Well, East Germany is richer than non-Londonian UK, which is even more shocking.

About provincial France, one needs to remember that it is a considerably larger than East Germany, so you have regions of higher and lesser wealth over such a vast territory, whereas East Germany is smaller and its GDP per capita is more homogenous across the land. So the average for provincial France is a bit meaningless. On the one hand you have provincial metropolitan areas with GDP per capita much higher than East Germany's (they are in the list: Lyon with $50,738, Nice-Monaco with $47,763, Toulouse with $46,729, etc.), and on the other hand there are very rural areas with low GDP per capita (these areas are also often inhabited by lots of old people, particularly retired farmers, who live off the land with small pensions, for example in places like Creuse, Cantal, Gers, etc). East Germany is much less rural (its population density is considerably higher than provincial France), and its inhabitants are mostly city dwellers, so it's hard to compare with very rural and aged areas like Creuse or Cantal.
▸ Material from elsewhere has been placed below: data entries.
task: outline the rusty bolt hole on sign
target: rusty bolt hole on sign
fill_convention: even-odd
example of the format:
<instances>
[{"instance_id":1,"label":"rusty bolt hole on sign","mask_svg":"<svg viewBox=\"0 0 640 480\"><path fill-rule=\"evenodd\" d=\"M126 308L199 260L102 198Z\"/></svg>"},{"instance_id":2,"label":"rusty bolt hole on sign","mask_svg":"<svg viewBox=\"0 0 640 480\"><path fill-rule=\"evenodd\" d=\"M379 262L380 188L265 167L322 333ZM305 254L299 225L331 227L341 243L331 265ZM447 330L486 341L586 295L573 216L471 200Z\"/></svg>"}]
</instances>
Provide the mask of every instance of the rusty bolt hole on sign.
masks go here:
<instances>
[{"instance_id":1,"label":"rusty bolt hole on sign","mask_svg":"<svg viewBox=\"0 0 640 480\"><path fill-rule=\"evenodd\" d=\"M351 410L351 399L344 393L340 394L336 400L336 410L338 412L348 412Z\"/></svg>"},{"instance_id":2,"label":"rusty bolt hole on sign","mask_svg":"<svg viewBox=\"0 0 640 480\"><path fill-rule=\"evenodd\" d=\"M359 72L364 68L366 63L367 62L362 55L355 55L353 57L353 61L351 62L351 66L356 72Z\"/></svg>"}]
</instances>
In general, I would say that Germany tends to be a homogenous country (small rural Bavarian or Wurttemburgian districts are as productive and wealthy as big cities), whereas France is more a country of big contrasts, a bit like the US, with very productive and wealthy large cities, and rather unproductive and less well-off rural areas. Of course the big difference with the US is the huge regional equalization in France. Thanks to redistribution by the French state, you don't really notice the sharp differences on the ground, because money from the big cities is pumped to fund the rural areas. It's not like you're going to see potholes on the roads in Creuse or Cantal, even though their headline GDP per capita is as low as the Italian Mezzogiorno. In fact the roads and public equipments would tend to be in better shape in the rural areas with low GDP per capita, because the French state has always had a tendency to favor disproportionately the rural areas, to the detriment of the big cities which sorely need investment (the northern districts of Marseille or the northern banlieues of Paris come to mind).